Mean Score Delta by Category (on a ±50 point scale)
The bars are barely visible because the actual differences (0.1–0.2 points) are negligible on the 100-point scale.
Per-Job-Type Breakdown
All within thresholdEach job type was tested independently with 50 candidate pairs. Results show consistent performance across all roles, with no job type showing a mean delta exceeding our 0.5-point threshold.
| Job Type | Pairs | Mean Delta | Std Dev | Max |Delta| |
|---|---|---|---|---|
| Engineering | 50 | 0.0 | 0.9 | 2 |
| Marketing | 50 | 0.0 | 0.6 | 2 |
| HR | 50 | -0.4 | 0.9 | 3 |
| Finance | 50 | 0.0 | 0.2 | 1 |
| Sales | 50 | +0.1 | 0.3 | 1 |
| Design | 50 | +0.1 | 0.3 | 2 |
| Operations | 50 | 0.0 | 0.3 | 1 |
| Data Science | 50 | -0.1 | 0.5 | 2 |
Mean Delta by Job Type (on a ±50 point scale)
Demographic Group Scores
Equal across groupsAverage scores across all demographic groups fall within a remarkably tight range of 92.0 to 92.3 (a spread of just 0.3 points on a 100-point scale). This demonstrates that the AI evaluates candidates based on their qualifications, not their demographic background.

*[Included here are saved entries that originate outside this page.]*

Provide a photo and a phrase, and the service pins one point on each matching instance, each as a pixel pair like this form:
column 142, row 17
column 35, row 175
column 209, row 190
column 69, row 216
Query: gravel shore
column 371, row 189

Average Score by Group (0–100 scale)
| Demographic Group | Avg Score | Median | Samples |
|---|---|---|---|
| African American Female | 92.1 | 92 | 56 |
| African American Male | 92.1 | 92 | 48 |
| Anglo Female | 92.3 | 92 | 152 |
| Anglo Male | 92.1 | 92 | 152 |
| East Asian Female | 92.2 | 92 | 56 |
| East Asian Male | 92.0 | 92 | 56 |
| Eastern European Female | 92.1 | 92 | 8 |
| Eastern European Male | 92.3 | 92 | 8 |
| Hispanic Female | 92.1 | 92 | 40 |
| Hispanic Male | 92.1 | 92 | 48 |
| Middle Eastern Female | 92.2 | 92 | 32 |
| Middle Eastern Male | 92.1 | 92 | 32 |
| South Asian Female | 92.2 | 92 | 56 |
| South Asian Male | 92.1 | 92 | 48 |
| West African Male | 92.0 | 92 | 8 |
Recommendation Consistency
100% consistentBeyond numerical scores, we measure whether the AI's final recommendation label (e.g. "Strongly Recommended", "Recommended", "Not Recommended") changes between paired candidates. A label change would indicate that demographic signals affect the hiring outcome.
400/400
Same label for both candidates
0/400
Label changes
In every single test pair, the AI assigned the same recommendation label to both candidates. Changing only the candidate's name — to signal a different gender or ethnicity — had zero effect on the hiring recommendation.
Effect Sizes (Cohen's d)
No practical impactCohen's d measures the standardised difference between two group means. Conventionally, values below 0.2 are negligible, 0.2–0.5 is small, 0.5–0.8 is medium, and above 0.8 is large.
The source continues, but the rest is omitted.